13.

318 24 7
                                    

"Apa maksud Papa?" Caramel langsung bicara to the point saat mendapati keberadaan Maulana di ruang keluarga.

"Caramel?" kejut Maulana saat melihat Caramel yang berdiri di belakang sofa yang ia duduki.

"Maksud Papa apa?! Suruh aku jemput anak klien papa!" tekan Caramel lagi.

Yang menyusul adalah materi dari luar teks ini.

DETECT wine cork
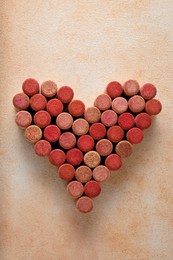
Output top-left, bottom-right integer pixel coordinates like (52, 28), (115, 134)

"Garry? Papa mau kamu dekat dengan dia."

"Maksudnya papa mau jual aku sama anak klien papa? Papa pikir hubungan kita sedeket apa sampai papa berani jual aku?!"

"CARAMEL!" Maulana sudah kehabisan kesabarannya, anaknya sudah mulai lancang pikirnya.

Melihat wajah Caramel yang terkejut karena bentakkannya membuat Maulana menghela napasnya kasar. "Besok dia sekolah di tempat kamu, papa mau kamu pergi bareng dia," ujarnya lembut seperti semula.

"Dia anak orang kaya, punya supir jadi bisa pergi sendiri," jawab Caramel ketus.

"Caramel, sekali saja turuti kemauan Papa kamu." Caramel berdecih mendengar suara Anggraini yang ikut-ikutan membujuknya.

"Anggraini, sekali saja jangan ikut campur urasan keluarga saya," ucapnya dingin.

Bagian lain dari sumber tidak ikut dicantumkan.